Garden Site and Preparation
To take advantage of the three sisters' promise of a perpetual, wholesome, handgrown food supply, it is best to follow the example of our predecessors and build homes and gardens downhill or close to a reliable water source. In selecting your own place, look in the lowlands as near as you can get to good, year-round water.
In most of rural North America, you can take advantage of earlier generations' skill in locating water by finding a 1920s or earlier farm.

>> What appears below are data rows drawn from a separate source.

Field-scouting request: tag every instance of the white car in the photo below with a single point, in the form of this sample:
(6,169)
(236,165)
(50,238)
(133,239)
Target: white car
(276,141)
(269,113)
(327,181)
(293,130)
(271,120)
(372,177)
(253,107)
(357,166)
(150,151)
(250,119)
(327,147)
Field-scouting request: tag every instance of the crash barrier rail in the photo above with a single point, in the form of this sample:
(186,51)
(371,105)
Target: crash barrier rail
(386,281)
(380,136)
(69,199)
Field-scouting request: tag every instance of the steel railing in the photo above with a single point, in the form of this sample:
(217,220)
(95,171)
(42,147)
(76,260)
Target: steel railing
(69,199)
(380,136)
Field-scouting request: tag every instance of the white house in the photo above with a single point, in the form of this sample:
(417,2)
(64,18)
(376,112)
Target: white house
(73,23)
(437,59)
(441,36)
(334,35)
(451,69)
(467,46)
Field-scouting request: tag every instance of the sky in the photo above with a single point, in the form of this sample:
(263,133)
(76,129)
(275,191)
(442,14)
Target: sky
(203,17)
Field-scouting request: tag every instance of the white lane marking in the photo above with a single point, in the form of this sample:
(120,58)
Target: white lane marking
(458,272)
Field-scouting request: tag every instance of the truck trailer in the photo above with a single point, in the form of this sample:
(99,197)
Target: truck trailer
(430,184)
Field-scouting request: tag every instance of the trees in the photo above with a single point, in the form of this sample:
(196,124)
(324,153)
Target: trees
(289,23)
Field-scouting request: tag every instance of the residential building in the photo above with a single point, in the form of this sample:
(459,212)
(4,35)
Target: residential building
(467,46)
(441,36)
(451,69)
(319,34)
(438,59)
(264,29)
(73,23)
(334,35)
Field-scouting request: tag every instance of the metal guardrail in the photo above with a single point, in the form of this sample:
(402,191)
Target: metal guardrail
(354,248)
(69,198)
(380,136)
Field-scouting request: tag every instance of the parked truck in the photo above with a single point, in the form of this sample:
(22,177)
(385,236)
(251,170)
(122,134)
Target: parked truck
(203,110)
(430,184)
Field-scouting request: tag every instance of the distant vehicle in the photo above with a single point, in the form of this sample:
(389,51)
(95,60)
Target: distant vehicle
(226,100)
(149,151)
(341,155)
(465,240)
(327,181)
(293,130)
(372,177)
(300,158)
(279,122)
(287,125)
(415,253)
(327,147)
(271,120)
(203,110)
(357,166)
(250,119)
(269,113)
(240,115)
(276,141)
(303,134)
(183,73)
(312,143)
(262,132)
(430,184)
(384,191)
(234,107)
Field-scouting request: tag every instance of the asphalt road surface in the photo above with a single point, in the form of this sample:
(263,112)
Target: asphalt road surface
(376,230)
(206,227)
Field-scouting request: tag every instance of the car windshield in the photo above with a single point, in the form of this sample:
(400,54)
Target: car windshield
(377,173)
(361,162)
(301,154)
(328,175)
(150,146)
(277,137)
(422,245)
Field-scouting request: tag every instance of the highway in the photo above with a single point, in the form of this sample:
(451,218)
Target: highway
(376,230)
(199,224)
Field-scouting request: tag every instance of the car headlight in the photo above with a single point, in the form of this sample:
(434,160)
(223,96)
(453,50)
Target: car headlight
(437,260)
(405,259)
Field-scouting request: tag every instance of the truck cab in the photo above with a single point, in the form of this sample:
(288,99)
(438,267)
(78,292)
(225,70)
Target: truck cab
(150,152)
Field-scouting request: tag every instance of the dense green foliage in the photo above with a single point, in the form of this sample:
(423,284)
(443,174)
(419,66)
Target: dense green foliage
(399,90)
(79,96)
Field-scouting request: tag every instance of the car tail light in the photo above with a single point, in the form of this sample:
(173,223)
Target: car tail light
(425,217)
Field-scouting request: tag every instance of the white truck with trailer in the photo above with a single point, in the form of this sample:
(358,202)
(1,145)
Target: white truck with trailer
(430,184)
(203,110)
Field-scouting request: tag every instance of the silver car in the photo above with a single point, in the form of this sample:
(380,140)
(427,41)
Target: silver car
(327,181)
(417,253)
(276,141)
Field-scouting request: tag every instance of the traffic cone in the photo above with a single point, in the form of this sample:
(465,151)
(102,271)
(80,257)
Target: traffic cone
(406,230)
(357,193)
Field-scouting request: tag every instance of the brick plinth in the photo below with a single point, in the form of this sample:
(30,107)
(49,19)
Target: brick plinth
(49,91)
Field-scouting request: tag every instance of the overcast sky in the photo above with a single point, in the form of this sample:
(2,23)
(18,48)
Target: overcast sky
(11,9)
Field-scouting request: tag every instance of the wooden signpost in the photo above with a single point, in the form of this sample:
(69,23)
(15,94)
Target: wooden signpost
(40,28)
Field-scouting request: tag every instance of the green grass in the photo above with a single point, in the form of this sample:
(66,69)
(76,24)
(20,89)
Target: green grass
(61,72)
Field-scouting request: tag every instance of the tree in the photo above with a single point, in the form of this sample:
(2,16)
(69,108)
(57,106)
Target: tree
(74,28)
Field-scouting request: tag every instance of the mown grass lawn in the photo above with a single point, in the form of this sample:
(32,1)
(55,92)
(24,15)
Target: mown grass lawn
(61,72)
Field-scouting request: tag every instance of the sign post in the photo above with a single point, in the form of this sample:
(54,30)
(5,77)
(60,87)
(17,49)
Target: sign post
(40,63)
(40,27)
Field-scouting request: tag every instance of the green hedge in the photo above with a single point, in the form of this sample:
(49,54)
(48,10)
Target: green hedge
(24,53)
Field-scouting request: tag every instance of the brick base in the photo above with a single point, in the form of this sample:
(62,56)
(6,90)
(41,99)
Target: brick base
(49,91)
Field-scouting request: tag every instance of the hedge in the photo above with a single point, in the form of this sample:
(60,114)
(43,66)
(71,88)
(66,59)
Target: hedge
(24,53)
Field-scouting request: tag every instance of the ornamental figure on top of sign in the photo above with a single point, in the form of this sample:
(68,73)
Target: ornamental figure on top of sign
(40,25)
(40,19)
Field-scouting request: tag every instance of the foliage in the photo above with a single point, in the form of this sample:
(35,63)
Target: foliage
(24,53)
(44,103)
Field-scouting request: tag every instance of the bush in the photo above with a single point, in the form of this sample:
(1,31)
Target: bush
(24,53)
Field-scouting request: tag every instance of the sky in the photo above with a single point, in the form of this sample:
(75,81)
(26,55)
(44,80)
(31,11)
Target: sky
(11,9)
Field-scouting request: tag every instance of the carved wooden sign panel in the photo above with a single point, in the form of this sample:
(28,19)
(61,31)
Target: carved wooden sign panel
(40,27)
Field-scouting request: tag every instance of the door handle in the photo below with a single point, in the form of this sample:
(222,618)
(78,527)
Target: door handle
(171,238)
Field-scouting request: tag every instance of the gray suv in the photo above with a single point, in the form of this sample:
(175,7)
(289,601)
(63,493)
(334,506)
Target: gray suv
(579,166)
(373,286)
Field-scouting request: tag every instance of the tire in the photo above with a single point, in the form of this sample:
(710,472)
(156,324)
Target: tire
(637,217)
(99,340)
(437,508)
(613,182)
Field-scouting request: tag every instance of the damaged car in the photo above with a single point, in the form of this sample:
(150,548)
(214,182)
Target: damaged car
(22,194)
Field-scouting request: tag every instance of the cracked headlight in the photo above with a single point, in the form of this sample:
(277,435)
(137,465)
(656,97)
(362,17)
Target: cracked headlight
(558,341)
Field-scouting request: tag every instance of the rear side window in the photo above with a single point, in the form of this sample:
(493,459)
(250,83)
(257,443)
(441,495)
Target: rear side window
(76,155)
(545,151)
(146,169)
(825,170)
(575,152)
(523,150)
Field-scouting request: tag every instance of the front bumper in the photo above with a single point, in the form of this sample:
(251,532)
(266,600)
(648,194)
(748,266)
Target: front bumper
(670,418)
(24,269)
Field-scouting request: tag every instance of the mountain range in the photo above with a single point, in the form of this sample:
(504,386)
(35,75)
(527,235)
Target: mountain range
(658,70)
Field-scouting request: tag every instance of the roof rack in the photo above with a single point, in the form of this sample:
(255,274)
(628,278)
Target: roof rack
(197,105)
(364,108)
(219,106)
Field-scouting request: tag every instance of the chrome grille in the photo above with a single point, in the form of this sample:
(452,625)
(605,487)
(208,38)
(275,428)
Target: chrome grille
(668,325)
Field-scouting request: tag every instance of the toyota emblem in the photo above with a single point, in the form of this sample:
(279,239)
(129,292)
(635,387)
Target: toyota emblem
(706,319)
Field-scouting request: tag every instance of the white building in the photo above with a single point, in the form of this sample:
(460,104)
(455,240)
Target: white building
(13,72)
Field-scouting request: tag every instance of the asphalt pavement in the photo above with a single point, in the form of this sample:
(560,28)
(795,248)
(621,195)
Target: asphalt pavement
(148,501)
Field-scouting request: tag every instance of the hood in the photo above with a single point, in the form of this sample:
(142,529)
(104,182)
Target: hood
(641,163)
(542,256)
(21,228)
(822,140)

Search for a dip in the ground or several large, flat stones covering the wellhead. The stone sheathing of the old well may be caved in, full of decades-old trash or contaminated by any number of modern sources. But with a little work, it can be reclaimed and used to water the sisters. When searching for water at antique homes, one giveaway is a thick stand of Jerusalem artichoke sunflowers.
In the flatlands, a concrete slab with rusty angle irons protruding at the corners can indicate the location of a long-gone windmill. The central well opening may be mortared up for safety's sake. On any old farm, a shallow handdug well may be found in the yard. No matter the circumference or the depth of the well hole, you can get water out with a solar- or hand-powered push-pump or a long, tubular sheet metal-drilled well bucket on a spool of rope.
Incidentally, both new and recycled/antique windmills are available. Many of the newer low-tech water-collecting devices were developed in response to exaggerated fears over the Y2K computer glitch of the late 1990s, but the supply is limited, so stock up now.
The earliest desert gardens were located where plants seemed to grow naturally. Seed was planted deeply, in tubular holes that were sunk with tree-limb planting sticks six to eight inches to subsoil moisture. That way, gardeners didn't have to mound supporting soil around the plant's roots. Instead they just filled in the planting holes when leaves broke the surface. The deep-set seeds were also safe from crows and most other marauders. The water that supplied these gardens may still flow underground or be contained in shallow aquifers.